Not all protein bars are healthy, and not every protein bar suits everybody’s specific needs and health requirements. To make sure you choose the best protein bar, pay attention to: 

  • Protein Content 

A meal replacement bar should have at least 30 grams of protein, whereas a between-meal or pre- and post-workout snack, at least 20 grams. 

  • Allergens 

Most commonly, protein in protein bars is sourced from plants such as rice, peas, and hemp or animal products such as eggs, whey, and milk. Make sure to choose a protein bar not containing any ingredients you are allergic to. 

  • Calories 

A protein bar that can substitute a meal should have around 300 to 400 calories. A bar serving as an in-between meal snack should have anywhere from 150 up to 250 calories. 

  • Sugar 

You don’t want to find more than 5 grams of sugar in your protein bar. And you don’t want the sweetness to come from any artificial sweeteners either. 

  • Fiber  

The more fiber a protein bar has, the better because it will keep you full longer. A bar should contain at least three to five grams of fiber. 

  • Fat 

The best protein bars have a ratio of 10 to 15 grams of total fat and two grams of saturated fat maximum.  

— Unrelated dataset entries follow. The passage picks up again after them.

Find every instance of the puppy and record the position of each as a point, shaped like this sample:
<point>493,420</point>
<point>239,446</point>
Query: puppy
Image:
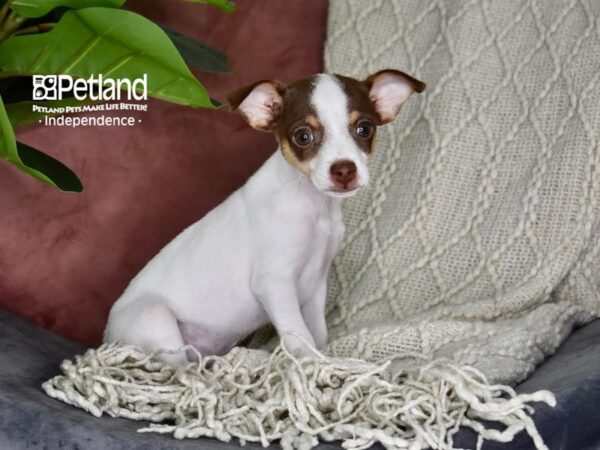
<point>264,253</point>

Choose Your Protein Bar Wisely

Protein bars can be used as food supplements and occasional meal replacements suited to busy and active individuals’ lifestyles.   

With no time for proper sit-down meals, cooking, and meal preparation, it’s hard to have a well-rounded diet that provides all the necessary nutrients to a human body. It’s more than convenient and reasonable to reach out for a protein bar for a quick and healthy fix, as long as you don’t make a habit out of it.